Tuberculosis is a deadly disease that is a major public health issue, especially in low-resource communities. However, there are shortcomings associated with current diagnostic tools that are hindering the eradication of this disease. The overarching goal of this research was to create a diagnostic device for tuberculosis that is inexpensive and easy to use while still exhibiting excellent diagnostic sensitivity.

This thesis will describe the multifaceted approach that was taken to develop such a device. To begin, the rationale for choosing tuberculosis as a biosensing target will be provided, and the shortcomings of current tuberculosis diagnostic tools will be summarized. This information is included to provide context for the experimental work that was conducted, much of which focused on the construction and testing of a paper-based lateral flow assay for the detection of the tuberculosis antigen lipoarabinomannan. The assay was constructed using an anti-lipoarabinomannan DNA aptamer sequence that was previously identified in the literature, and various signal generation methods, including aptamer-labelled gold nanoparticles and the catalysis of chromogenic reactions by aptamerlabelled enzymes, were employed. Aptamers were chosen over antibodies in this research to increase the stability and reduce the cost of the lateral flow assay. Although the assay constructed in this research was ultimately unable to successfully detect lipoarabinomannan, this thesis will describe the many insights that were gained regarding the challenges of developing such a sensor and suggest potential solutions to these challenges.

Additional experimental work described in this thesis focused on the testing of horse spleen ferritin loaded with synthetic ferrihydrite cores as a potential replacement for peroxidase enzymes that are commonly used in biosensing. To facilitate the implementation of these catalysts into biosensors such as lateral flow assays, the ferritin was also modified with biotin groups, and work was undertaken to formulate a stable aqueous formulation of a peroxidase substrate that was compatible with the ferritin. Catalysis studies showed the ferritin could successfully catalyze the same reactions as peroxidase enzymes. With some additional optimization of the substrate formulation, horse spleen ferritin holds great promise as a low-cost, highly stable alternative to these ubiquitous enzymes.

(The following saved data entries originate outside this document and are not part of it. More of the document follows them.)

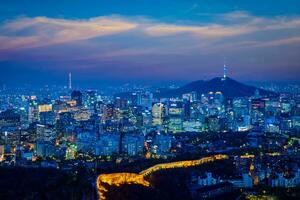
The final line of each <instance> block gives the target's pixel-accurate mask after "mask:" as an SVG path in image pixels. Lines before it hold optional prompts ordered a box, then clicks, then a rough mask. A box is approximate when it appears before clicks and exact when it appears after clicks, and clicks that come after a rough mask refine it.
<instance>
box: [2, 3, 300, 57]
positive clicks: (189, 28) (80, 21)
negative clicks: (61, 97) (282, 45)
mask: <svg viewBox="0 0 300 200" xmlns="http://www.w3.org/2000/svg"><path fill="white" fill-rule="evenodd" d="M195 7H196V6H195ZM191 23H192V22H190V23H188V22H185V23H184V22H173V23H163V22H161V21H155V20H154V19H149V18H146V17H143V18H142V17H124V16H116V15H113V16H105V17H95V18H90V19H80V20H79V19H59V18H48V17H34V18H29V17H20V18H16V19H14V20H11V21H6V22H5V23H2V25H1V24H0V43H1V46H0V57H2V59H5V58H6V57H9V59H11V58H14V56H13V54H14V52H17V51H22V50H24V49H28V48H48V47H49V46H55V45H64V44H67V43H68V45H65V46H67V48H66V49H72V45H73V46H74V48H82V47H79V46H76V44H79V42H80V44H83V43H84V44H88V45H87V46H85V48H90V49H89V51H87V52H88V55H87V53H86V54H80V55H77V57H87V56H91V55H96V56H91V57H92V58H94V57H95V58H97V59H99V58H105V57H106V58H107V57H125V56H139V55H150V54H152V55H153V54H156V55H168V54H186V53H189V52H194V51H195V50H196V51H197V52H198V53H200V54H212V53H216V52H217V53H220V52H226V51H231V50H232V51H236V50H238V49H247V48H248V47H251V48H260V47H263V46H279V45H291V44H293V43H298V38H297V37H295V36H294V35H291V34H289V33H291V32H294V33H295V32H296V33H299V32H300V18H297V17H284V16H279V17H273V18H266V17H258V16H253V15H251V14H250V13H248V12H245V11H236V12H231V13H225V14H216V16H215V18H214V20H212V21H207V22H206V23H205V24H204V23H201V24H195V23H196V22H193V24H191ZM277 30H278V31H280V36H278V35H277V36H276V35H272V34H271V35H270V33H273V32H272V31H277ZM129 31H130V32H129ZM111 35H118V36H119V38H118V37H117V41H116V37H114V40H110V38H109V37H106V38H105V39H104V40H93V42H88V40H90V39H95V38H100V39H101V37H103V36H111ZM262 36H263V37H262ZM70 45H71V46H70ZM48 49H49V48H48ZM52 51H53V50H52ZM66 51H67V50H66ZM66 51H60V52H59V53H60V54H68V53H67V52H66ZM71 51H73V49H72V50H70V51H69V54H72V52H71ZM8 52H12V53H11V55H10V56H7V54H9V53H8ZM70 52H71V53H70ZM55 53H56V52H55ZM1 54H2V55H1ZM46 54H47V53H45V55H46ZM68 56H70V55H67V56H66V59H67V58H68ZM54 57H55V56H54ZM62 58H64V56H63V57H62ZM45 59H48V57H47V56H45Z"/></svg>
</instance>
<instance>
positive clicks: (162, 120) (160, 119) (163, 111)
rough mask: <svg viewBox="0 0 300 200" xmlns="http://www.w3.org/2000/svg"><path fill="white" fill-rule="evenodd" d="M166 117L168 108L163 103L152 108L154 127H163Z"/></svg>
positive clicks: (152, 116)
mask: <svg viewBox="0 0 300 200" xmlns="http://www.w3.org/2000/svg"><path fill="white" fill-rule="evenodd" d="M165 115H166V107H165V105H164V104H163V103H154V104H153V106H152V125H153V126H156V125H162V124H163V119H164V117H165Z"/></svg>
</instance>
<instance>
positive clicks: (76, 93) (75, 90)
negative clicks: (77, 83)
mask: <svg viewBox="0 0 300 200" xmlns="http://www.w3.org/2000/svg"><path fill="white" fill-rule="evenodd" d="M71 99H72V100H75V101H76V106H82V93H81V92H80V91H78V90H74V91H73V92H72V93H71Z"/></svg>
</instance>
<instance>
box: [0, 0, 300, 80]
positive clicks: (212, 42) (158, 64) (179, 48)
mask: <svg viewBox="0 0 300 200" xmlns="http://www.w3.org/2000/svg"><path fill="white" fill-rule="evenodd" d="M151 2H153V1H151ZM151 2H148V1H139V2H137V1H125V2H124V3H123V4H122V5H120V3H118V2H117V1H110V2H109V3H107V2H104V1H90V3H86V2H83V1H77V2H75V3H72V5H70V4H69V3H68V2H67V1H60V2H59V4H58V2H50V1H45V2H43V3H42V4H41V3H40V2H38V1H31V3H32V4H31V5H29V4H28V3H25V2H22V3H20V2H15V1H4V2H3V3H2V5H1V9H2V10H3V14H2V15H1V17H0V42H1V43H2V45H1V47H0V67H1V74H0V82H4V83H7V84H13V83H16V82H18V83H19V84H54V83H58V84H60V85H62V84H65V85H68V83H67V82H66V79H67V78H66V76H67V75H68V73H70V72H71V73H72V78H73V77H74V84H76V81H77V84H78V83H87V84H88V83H96V84H97V83H103V82H104V83H105V82H112V83H114V82H127V81H133V80H134V81H136V82H151V83H158V82H161V81H174V82H189V81H193V80H200V79H210V78H213V77H221V76H223V71H222V68H223V62H224V57H226V65H227V66H228V68H229V72H228V76H229V77H233V78H235V79H237V80H240V81H275V80H276V81H298V80H299V74H300V67H299V64H298V63H299V56H298V55H299V52H300V37H299V33H300V13H299V11H298V10H297V9H296V8H297V7H299V6H300V5H299V4H300V3H299V2H298V1H289V2H288V3H287V2H285V1H281V0H280V1H276V3H274V2H271V1H269V0H264V1H260V3H259V6H258V5H257V2H256V1H252V2H247V3H246V2H244V3H242V2H236V1H222V0H219V1H215V2H214V3H208V2H204V1H202V2H196V3H195V2H193V1H164V2H160V1H158V2H156V3H155V2H154V3H151ZM75 80H76V81H75Z"/></svg>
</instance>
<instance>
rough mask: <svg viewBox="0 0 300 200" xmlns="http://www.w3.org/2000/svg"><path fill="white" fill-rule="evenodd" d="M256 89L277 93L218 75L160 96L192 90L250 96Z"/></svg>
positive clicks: (179, 94)
mask: <svg viewBox="0 0 300 200" xmlns="http://www.w3.org/2000/svg"><path fill="white" fill-rule="evenodd" d="M256 90H258V91H259V94H260V95H262V96H273V95H275V94H276V93H274V92H271V91H267V90H263V89H260V88H257V87H254V86H249V85H246V84H243V83H240V82H238V81H236V80H233V79H231V78H225V79H224V78H221V77H217V78H213V79H211V80H208V81H203V80H199V81H194V82H191V83H189V84H187V85H184V86H182V87H180V88H178V89H172V90H164V91H161V92H160V94H159V96H160V97H179V96H181V95H182V94H185V93H189V92H192V91H195V92H197V94H198V95H201V94H207V93H209V92H217V91H219V92H222V93H223V95H224V96H225V97H250V96H253V95H254V94H255V91H256Z"/></svg>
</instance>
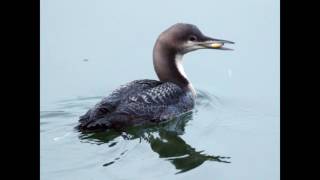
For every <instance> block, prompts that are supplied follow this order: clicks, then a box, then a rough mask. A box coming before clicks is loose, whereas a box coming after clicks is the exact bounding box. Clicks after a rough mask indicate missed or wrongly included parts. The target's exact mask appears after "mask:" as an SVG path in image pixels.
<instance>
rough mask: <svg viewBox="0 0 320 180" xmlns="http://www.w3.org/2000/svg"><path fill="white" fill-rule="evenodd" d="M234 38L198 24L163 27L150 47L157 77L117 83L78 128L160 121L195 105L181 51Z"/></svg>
mask: <svg viewBox="0 0 320 180" xmlns="http://www.w3.org/2000/svg"><path fill="white" fill-rule="evenodd" d="M233 43H234V42H231V41H227V40H221V39H215V38H211V37H208V36H205V35H204V34H203V33H202V32H201V31H200V30H199V29H198V27H197V26H195V25H192V24H187V23H177V24H174V25H173V26H171V27H169V28H168V29H167V30H165V31H163V32H162V33H161V34H160V35H159V37H158V39H157V40H156V43H155V45H154V48H153V65H154V70H155V72H156V74H157V76H158V78H159V80H149V79H143V80H135V81H132V82H129V83H127V84H124V85H122V86H120V87H119V88H118V89H116V90H114V91H113V92H112V93H111V94H110V95H109V96H107V97H105V98H103V99H102V100H101V101H100V102H99V103H97V104H96V105H95V106H94V107H92V108H91V109H89V110H88V111H87V112H86V113H85V114H84V115H83V116H81V117H80V119H79V125H78V126H77V128H78V129H79V130H101V129H119V128H123V127H127V126H132V125H141V124H145V123H159V122H163V121H166V120H169V119H172V118H174V117H177V116H179V115H180V114H183V113H185V112H188V111H191V110H192V109H193V108H194V105H195V99H196V91H195V89H194V88H193V86H192V84H191V82H190V81H189V80H188V78H187V76H186V73H185V72H184V69H183V66H182V57H183V55H185V54H187V53H189V52H192V51H195V50H198V49H220V50H231V49H229V48H225V47H224V44H233Z"/></svg>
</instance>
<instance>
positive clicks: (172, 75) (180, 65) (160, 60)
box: [153, 40, 194, 92]
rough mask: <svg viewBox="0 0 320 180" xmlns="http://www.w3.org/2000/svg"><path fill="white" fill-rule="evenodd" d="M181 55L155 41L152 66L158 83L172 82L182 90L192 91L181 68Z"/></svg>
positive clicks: (169, 47)
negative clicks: (176, 85)
mask: <svg viewBox="0 0 320 180" xmlns="http://www.w3.org/2000/svg"><path fill="white" fill-rule="evenodd" d="M182 58H183V54H180V53H178V52H177V51H176V50H175V49H174V48H171V47H170V46H168V45H166V44H164V43H161V41H159V40H158V41H157V42H156V44H155V46H154V49H153V65H154V68H155V71H156V74H157V76H158V78H159V80H160V81H163V82H172V83H175V84H176V85H178V86H180V87H181V88H182V89H185V90H191V91H193V92H194V89H193V87H192V85H191V83H190V82H189V80H188V78H187V76H186V74H185V72H184V68H183V66H182Z"/></svg>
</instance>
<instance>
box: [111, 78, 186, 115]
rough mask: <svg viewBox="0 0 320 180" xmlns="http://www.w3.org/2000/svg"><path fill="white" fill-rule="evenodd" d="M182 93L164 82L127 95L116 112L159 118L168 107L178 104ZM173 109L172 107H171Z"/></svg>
mask: <svg viewBox="0 0 320 180" xmlns="http://www.w3.org/2000/svg"><path fill="white" fill-rule="evenodd" d="M183 94H184V91H183V90H182V89H181V88H180V87H179V86H178V85H176V84H174V83H171V82H165V83H162V84H159V85H157V86H154V87H151V88H148V89H145V90H142V91H139V92H137V93H135V94H131V95H129V96H128V97H127V98H126V100H125V102H124V103H121V104H120V105H119V107H118V109H117V112H120V113H125V114H130V115H136V116H145V117H150V118H152V119H153V118H159V117H158V116H159V115H161V114H162V113H163V111H165V110H167V109H168V107H169V106H170V105H174V104H177V103H179V100H180V98H181V96H182V95H183ZM173 107H174V106H173Z"/></svg>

In parallel with the experimental work that took place in the laboratory, in silico experiments were also conducted to analyze the aptamer that was utilized in this research. Docking and molecular dynamics studies involving the aptamer and a fragment of lipoarabinomannan revealed a potential binding site on the aptamer. However, inconsistencies between the results of these simulations and experimental work reported in the literature highlighted the shortcomings of the computational models of the aptamer and antigen that were generated in this research. Further work is required to produce more realistic simulations. Finally, a novel, easily multiplexable sensor architecture is proposed in this thesis, and the computational modelling that was conducted to construct this sensor in silico is described. The computational modelling allowed for optimization of the sensor design, and it is hoped that further computational studies will enable the eventual in vitro implementation of this sensor to create low-cost, highly sensitive diagnostic tools for diseases such as tuberculosis.